Moreover, it is interesting to note that the set of constraints in Equation 5.22 may be different for any shipment j, thus allowing to consider a different transportation network for each of them.
Such a modelling feature permits to take into account some specificities of some kind of freight, enabling and disabling particular transportation opportunities, depending on their characteristics.
An important application of such a feature is the possibility of forbidding some paths, or modes, to dangerous goods [154,155].
The resulting problem can be thought of as a generalized shortest path problem and results to be a linear mixed continuous-binary optimization problem, whose solution can be obtained easily via well-known optimization algorithms.
It is worth remarking that the problem defined by Equations 5.21 through 5.28 represents an example of a decision a transportation operator of a DLC has to take. Nevertheless, its definition is helpful for pointing out the connections rising between the generic logistic problems of a DLC and the transportation problems underlying them.
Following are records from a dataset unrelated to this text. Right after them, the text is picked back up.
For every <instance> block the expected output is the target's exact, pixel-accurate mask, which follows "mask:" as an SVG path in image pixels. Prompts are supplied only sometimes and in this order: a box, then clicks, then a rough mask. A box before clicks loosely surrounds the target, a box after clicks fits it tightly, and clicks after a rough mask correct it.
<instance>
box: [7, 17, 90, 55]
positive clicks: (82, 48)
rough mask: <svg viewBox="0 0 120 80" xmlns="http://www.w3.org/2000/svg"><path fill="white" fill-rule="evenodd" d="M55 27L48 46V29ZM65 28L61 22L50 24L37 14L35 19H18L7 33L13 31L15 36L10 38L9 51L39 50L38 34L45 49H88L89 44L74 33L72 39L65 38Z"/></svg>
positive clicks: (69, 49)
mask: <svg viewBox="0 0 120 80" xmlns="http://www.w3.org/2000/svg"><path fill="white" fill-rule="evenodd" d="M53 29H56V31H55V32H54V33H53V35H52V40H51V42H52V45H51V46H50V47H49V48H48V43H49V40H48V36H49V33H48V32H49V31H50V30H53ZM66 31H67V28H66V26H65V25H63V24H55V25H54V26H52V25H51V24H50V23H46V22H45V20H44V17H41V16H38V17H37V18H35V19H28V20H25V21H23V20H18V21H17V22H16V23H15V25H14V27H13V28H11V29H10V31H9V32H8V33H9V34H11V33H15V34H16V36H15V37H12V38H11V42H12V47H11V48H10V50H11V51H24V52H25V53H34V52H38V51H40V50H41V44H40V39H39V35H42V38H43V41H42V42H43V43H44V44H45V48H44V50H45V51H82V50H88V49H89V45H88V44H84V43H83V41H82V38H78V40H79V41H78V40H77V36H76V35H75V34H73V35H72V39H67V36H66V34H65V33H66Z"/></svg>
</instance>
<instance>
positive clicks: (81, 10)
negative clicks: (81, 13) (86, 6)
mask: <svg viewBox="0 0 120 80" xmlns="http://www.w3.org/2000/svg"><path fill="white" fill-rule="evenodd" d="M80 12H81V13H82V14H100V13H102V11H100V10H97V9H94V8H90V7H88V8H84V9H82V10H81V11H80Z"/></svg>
Note that such a problem can be easily extended to the integrated mode/path choice, if the links of the transportation network represents different transportation modes, each with the relevant cost and performance characteristics.
In particular, it is interesting to note that the variables xjl,h,∀j, ∀(i, l)∈Lt represent, in practice, the elementary path choices taken by the operator, for each shipment. The values assumed by these variables are, for the considered freight transportation problem, the result of an optimization process analogous to the one virtually solved by passengers, which, as mentioned, take decisions aiming to minimize their own disutilities, although not mathematically formalized.
The sequence of choices taken by all the transportation operator operating on the transportation network t, for all the shipments, constitutes the freight path flows in the transportation network and, due to the feedback dynamics described in Section 5.2.4, the relevant travel costs.